This package fits a multivariate mixed-effects model, assuming
different association structures between the longitudinal
outcomes.
Let’s assume that we want to fit the following multivariate mixed-effects model:
\[ \begin{align} y_{i2}(t) &= x_{2}^\top(t) \beta_2 + z_{i2}^\top(t) b_{i2} + \epsilon_{i2}(t) = m_{i2}(t) + \epsilon_{i2}(t) \\ y_{i1}(t) &= x_{1}^\top(t) \beta_1 + z_{i1}^\top(t) b_{i1} + \epsilon_{i1}(t) = m_{i1}(t) + \alpha m_{i2}(t) + \epsilon_{i1}(t) \end{align} \]
where:
The model for outcome 1 includes the underlying value of outcome 2 at time \(t\), represented by the term
\[ m_{i2}(t), \]
which captures the instantaneous level of outcome 2. Its effect on outcome 1 is scaled by the parameter \(\alpha\).
First we simulate data:
n = 100
K <- 10 # number of planned repeated measurements per subject, per outcome
t.max <- 10 # maximum follow-up time
# parameters for the linear mixed effects model 1
betaa1 <- c("(Intercept)" = 3.01, "Time1" = 0.47, "Group" = -2)

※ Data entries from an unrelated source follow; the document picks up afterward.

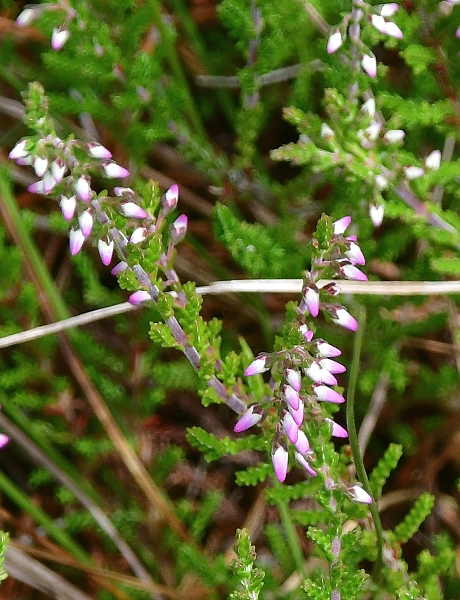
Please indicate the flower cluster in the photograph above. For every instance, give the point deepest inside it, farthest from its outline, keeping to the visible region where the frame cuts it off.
(64, 169)
(61, 33)
(375, 133)
(349, 28)
(308, 370)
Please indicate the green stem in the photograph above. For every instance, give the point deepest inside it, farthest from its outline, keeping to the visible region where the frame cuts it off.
(57, 533)
(353, 437)
(176, 67)
(291, 534)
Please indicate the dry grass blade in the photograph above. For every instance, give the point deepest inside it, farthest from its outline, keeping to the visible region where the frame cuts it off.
(271, 286)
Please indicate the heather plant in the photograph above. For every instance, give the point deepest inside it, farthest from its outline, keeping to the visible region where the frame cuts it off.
(366, 161)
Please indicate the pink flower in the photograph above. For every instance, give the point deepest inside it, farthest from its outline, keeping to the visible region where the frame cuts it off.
(369, 64)
(354, 253)
(27, 16)
(98, 151)
(293, 378)
(337, 430)
(119, 268)
(351, 272)
(341, 225)
(85, 220)
(327, 395)
(83, 189)
(171, 197)
(130, 209)
(290, 428)
(326, 350)
(259, 365)
(58, 168)
(302, 443)
(291, 396)
(40, 166)
(68, 206)
(319, 375)
(59, 37)
(297, 413)
(114, 171)
(433, 160)
(334, 42)
(249, 419)
(19, 150)
(344, 319)
(138, 235)
(179, 229)
(105, 251)
(311, 297)
(331, 365)
(358, 494)
(138, 297)
(76, 240)
(376, 214)
(280, 462)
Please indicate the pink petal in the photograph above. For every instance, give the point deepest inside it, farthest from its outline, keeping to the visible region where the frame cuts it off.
(138, 297)
(249, 419)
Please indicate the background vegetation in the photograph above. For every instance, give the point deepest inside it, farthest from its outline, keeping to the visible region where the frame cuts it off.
(123, 477)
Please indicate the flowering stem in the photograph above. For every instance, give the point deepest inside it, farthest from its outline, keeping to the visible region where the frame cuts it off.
(353, 437)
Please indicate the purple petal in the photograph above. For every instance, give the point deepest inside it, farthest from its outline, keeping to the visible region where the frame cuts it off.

sigma1.y <- 1.017671 # measurement error standard deviation
# parameters for the linear mixed effects model 2
betaa2 <- c("(Intercept)" = 2.15, "Time1" = 0.91)
sigma2.y <- 1 # measurement error standard deviation
# association parameter
alphaa <- 0.9 # association parameter - value
# Variance-covariance matrix for random effects
invDvec <- c(1, 0, 0, 0,
0, 1, 0, 0,
0, 0, 1, 0,
0, 0, 0, 1)
invDmat <- matrix(invDvec, 4, 4)
D <- solve(invDmat)
# design matrices for the longitudinal measurement model
times <- c(replicate(n, c(0, sort(runif(K-1, 0, t.max)))))
group <- sample(c(0,1), n, replace = TRUE)
DF <- data.frame(year = times, drug = factor(rep(group, each = K)))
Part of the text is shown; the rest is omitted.